Why Cethrin for spinal cord injury?
Cethrin™ is BioAxone’s lead protein compound that has completed a Phase 2a study in patients with spinal injury. BioAxone is currently planning further clinical studies in acute spinal cord injury. This study is not yet recruiting.
Cethrin has the following attributes:
- Cethrin is a pro-regenerative drug that stimulates damaged axons to regrow
- Cethrin is neuroprotective and reduces tissue loss after neurotrauma
- Cethrin is a custom-designed fusion protein derived from a natural product
- Cethrin can be delivered by a safe and non-invasive method
- Cethrin’s break-down products are amino acids, the building block of proteins, and therefore long-term toxicities are less of a concern than with chemical drugs.
We focused on Cethrin as the best investigational candidate because of very positive results in our preclinical studies. Immediately after injury is the most important time to limit damage and start repair. The spinal cord is vulnerable to secondary consequences of injury that include axon degeneration and cell death. Cethrin is the only drug in development for the acute care period the first week after injury. It is applied during surgery, and approximately 90 percent of acute spinal cord injury patients will have surgery to decompress the spinal cord within the first week after SCI.
Today there are many other types of treatments in development for neurotrauma, including cell based therapies. Studies in animals suggest that multiple treatments will enhance recovery, but from a translational drug development standpoint, the fastest way to get treatments to patients is to show safety and efficacy for individual therapeutics before experimenting with combinations.
At BioAxone BioSciences, we believe that the future for effective treatment of spinal cord injury will be a continuum of care along the road to recovery, starting with Cethrin and then followed with other treatments and aggressive rehabilitation. With early Cethrin treatment in spinal cord injury, we anticipate it will help axons respond to other repair strategies. While it is somewhat arbitrary to define acute and chronic phases of spinal cord injury, we believe that Cethrin will also be part of future combinations designed to treat chronic spinal cord injuries.
BioAxone’s studies are paving the way to help patients with spinal cord injury. Importantly, Cethrin’s mechanism of action is well understood and Cethrin is poised to be the first drug available to patients that promotes axon regeneration as part of the recovery process.
How Cethrin works:
Cethrin is applied by a surgeon
Before application, Cethrin is mixed with an approved fibrin sealant that is to be deposited directly at the site of injury, without injection into the spinal cord itself. The mixture rapidly solidifies into a semi-rigid gel, and the gradual dissolution of the gel sustains release, allowing Cethrin to continue to infiltrate the region of the injury after it has been applied. Cethrin’s transport sequence allows the drug to penetrate tissue and cells where it reverses damaging cellular responses. Cethrin’s enzymatic activity acts on the protein Rho, one of the master control proteins for axon regeneration. Inactivation of Rho promotes both regeneration and survival of injured neurons. These activities help reduce damage and promote repair after neurotrauma.

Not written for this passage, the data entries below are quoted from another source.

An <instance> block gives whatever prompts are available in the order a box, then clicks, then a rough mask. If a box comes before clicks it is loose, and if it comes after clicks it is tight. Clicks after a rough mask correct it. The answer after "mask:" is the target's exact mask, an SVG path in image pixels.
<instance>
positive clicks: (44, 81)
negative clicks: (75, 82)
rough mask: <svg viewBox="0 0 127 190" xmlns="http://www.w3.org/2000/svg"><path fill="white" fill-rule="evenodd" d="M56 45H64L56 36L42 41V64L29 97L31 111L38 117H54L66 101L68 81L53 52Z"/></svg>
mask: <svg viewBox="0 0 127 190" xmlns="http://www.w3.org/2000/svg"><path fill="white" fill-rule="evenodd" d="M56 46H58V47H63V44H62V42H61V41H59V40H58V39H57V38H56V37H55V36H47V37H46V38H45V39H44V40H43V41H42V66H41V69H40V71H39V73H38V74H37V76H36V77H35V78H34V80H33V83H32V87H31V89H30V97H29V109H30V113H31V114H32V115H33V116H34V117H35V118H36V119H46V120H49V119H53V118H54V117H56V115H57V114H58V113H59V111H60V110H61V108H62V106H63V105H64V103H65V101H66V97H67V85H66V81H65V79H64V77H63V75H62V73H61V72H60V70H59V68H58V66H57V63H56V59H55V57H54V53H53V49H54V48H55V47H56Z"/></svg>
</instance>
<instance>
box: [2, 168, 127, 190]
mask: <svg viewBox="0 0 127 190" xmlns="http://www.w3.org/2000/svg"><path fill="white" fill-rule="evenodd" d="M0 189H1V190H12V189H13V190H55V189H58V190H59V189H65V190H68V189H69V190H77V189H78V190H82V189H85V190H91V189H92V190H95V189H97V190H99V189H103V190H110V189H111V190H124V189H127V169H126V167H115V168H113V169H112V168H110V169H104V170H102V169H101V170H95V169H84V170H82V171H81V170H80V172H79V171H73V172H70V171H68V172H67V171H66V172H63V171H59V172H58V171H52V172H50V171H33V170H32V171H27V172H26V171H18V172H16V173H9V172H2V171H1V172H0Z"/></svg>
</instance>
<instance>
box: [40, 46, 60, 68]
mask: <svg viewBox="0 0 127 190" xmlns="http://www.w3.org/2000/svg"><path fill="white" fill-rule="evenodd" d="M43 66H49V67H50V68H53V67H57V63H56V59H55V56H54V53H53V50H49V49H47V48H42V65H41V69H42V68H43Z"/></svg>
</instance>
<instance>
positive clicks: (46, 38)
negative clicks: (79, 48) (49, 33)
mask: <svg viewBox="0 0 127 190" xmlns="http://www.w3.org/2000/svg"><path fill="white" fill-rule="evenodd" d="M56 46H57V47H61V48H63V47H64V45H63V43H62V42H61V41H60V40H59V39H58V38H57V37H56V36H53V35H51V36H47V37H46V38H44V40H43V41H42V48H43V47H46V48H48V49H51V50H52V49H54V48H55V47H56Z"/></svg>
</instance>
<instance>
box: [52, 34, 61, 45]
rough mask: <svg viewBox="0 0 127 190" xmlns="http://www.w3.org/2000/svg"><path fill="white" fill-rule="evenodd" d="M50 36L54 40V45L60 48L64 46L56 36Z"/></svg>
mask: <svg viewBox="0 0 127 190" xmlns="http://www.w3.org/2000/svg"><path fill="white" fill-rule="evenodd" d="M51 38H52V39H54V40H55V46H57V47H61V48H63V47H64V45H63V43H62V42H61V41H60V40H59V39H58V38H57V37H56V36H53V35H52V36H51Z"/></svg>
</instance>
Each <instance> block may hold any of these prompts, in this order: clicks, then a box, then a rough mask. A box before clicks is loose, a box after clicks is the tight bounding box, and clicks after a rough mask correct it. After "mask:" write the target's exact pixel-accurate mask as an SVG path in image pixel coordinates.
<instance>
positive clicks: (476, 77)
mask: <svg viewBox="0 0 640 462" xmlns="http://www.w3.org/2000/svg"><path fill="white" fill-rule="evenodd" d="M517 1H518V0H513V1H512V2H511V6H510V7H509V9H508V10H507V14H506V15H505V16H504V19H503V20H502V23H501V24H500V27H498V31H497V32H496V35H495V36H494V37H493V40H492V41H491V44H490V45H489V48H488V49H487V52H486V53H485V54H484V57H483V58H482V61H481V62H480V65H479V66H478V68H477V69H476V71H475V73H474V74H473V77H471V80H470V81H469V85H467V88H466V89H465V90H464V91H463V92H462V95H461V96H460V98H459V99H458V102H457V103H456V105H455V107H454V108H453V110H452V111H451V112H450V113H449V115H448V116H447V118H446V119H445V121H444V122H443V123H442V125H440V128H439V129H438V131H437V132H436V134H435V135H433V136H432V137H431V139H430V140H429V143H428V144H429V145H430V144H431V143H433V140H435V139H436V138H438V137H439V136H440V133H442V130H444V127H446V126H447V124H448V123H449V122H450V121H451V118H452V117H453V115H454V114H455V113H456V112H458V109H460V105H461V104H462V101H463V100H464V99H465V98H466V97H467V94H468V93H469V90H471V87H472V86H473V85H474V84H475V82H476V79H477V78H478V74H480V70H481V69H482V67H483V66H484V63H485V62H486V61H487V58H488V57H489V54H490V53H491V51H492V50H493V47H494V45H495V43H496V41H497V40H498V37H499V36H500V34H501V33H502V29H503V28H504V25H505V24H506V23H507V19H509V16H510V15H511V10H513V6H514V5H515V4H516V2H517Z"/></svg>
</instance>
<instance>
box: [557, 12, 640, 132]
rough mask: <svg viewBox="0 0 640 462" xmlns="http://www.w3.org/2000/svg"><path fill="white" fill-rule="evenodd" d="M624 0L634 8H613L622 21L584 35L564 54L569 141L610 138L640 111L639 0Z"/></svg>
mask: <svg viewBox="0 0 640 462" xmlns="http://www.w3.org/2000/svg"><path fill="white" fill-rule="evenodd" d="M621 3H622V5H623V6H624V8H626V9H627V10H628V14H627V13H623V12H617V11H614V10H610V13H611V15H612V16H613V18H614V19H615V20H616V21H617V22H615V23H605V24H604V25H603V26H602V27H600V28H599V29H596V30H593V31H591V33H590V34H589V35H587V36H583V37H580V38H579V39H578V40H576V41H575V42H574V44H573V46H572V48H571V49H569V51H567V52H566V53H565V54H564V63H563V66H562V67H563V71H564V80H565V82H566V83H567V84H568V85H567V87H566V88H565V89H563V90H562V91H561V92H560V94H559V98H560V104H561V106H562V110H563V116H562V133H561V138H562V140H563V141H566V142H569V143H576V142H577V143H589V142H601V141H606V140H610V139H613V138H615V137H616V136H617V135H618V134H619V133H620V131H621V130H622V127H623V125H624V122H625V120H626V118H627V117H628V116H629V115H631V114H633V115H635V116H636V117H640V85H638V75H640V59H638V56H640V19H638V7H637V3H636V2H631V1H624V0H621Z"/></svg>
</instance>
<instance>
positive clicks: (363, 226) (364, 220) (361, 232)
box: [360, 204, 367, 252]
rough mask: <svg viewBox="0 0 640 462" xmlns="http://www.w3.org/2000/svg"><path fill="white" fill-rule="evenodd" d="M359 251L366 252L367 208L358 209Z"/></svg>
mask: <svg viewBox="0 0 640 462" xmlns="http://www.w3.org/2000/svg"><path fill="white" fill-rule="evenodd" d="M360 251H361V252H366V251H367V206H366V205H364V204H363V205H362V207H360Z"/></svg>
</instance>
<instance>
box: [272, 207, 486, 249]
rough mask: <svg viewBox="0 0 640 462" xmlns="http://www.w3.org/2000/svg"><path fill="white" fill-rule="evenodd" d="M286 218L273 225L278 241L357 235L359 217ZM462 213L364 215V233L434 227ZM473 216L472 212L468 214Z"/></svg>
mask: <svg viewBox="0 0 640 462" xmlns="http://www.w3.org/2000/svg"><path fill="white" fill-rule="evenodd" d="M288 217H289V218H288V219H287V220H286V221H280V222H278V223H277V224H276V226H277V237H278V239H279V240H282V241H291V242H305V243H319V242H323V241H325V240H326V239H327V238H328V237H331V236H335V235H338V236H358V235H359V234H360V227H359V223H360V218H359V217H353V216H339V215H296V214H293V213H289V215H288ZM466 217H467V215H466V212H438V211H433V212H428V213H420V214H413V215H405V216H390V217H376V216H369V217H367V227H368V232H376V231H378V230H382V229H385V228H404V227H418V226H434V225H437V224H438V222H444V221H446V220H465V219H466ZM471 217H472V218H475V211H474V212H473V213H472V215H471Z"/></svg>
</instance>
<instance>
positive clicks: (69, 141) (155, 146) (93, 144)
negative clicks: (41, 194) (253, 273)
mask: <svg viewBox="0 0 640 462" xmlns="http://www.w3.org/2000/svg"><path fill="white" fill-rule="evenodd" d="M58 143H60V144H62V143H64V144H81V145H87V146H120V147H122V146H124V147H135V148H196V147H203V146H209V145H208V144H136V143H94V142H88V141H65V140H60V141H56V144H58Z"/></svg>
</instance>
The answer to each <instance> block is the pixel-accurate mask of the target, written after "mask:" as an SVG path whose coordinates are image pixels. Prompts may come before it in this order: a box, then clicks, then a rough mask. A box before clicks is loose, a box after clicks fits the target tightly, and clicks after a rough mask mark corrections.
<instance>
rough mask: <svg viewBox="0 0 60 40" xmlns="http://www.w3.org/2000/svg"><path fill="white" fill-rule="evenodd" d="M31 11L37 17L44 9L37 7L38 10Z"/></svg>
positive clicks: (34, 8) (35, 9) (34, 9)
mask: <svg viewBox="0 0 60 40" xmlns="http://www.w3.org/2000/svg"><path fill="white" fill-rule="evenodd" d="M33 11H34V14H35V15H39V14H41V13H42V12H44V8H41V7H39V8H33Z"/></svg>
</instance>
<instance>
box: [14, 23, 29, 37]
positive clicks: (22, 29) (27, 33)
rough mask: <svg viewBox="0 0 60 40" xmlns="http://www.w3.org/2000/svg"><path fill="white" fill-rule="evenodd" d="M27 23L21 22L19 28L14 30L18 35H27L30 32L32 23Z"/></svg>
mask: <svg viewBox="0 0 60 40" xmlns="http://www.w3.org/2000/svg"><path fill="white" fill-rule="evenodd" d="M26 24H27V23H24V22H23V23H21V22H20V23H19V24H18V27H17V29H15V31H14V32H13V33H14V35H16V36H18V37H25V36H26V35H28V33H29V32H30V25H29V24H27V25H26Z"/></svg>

BioAxone’s preclinical research in various types of animal models has shown Cethrin’s potential to repair damage after SCI. Axon regeneration has been demonstrated in both rat and mouse spinal cord, as well as traumatic optic nerve injury. Cethrin reduces the extent of tissue damage in contused spinal cord, and has been shown to be neuroprotective (it reduces death of neurons) not only in injured spinal cord, but also in retinal models where precise cell counts are possible.
Clinical studies to date.
Cethrin has been tested in a Phase 1/2a clinical trial designed to test safety and tolerability. The study was an open-label dose ranging study in 48 patients with acute spinal injury in a multi-centered trial. Cethrin had a good safety profile at all of the doses tested (0.3 mg, 1 mg, 3 mg, 6 mg, and 9 mg). In the cervical patient cohorts, the improvement in ASIA motor score observed at the most effective dose (3 mg) at 12 months was over twice what would have been expected in untreated patients (27 motor points versus 10 expected).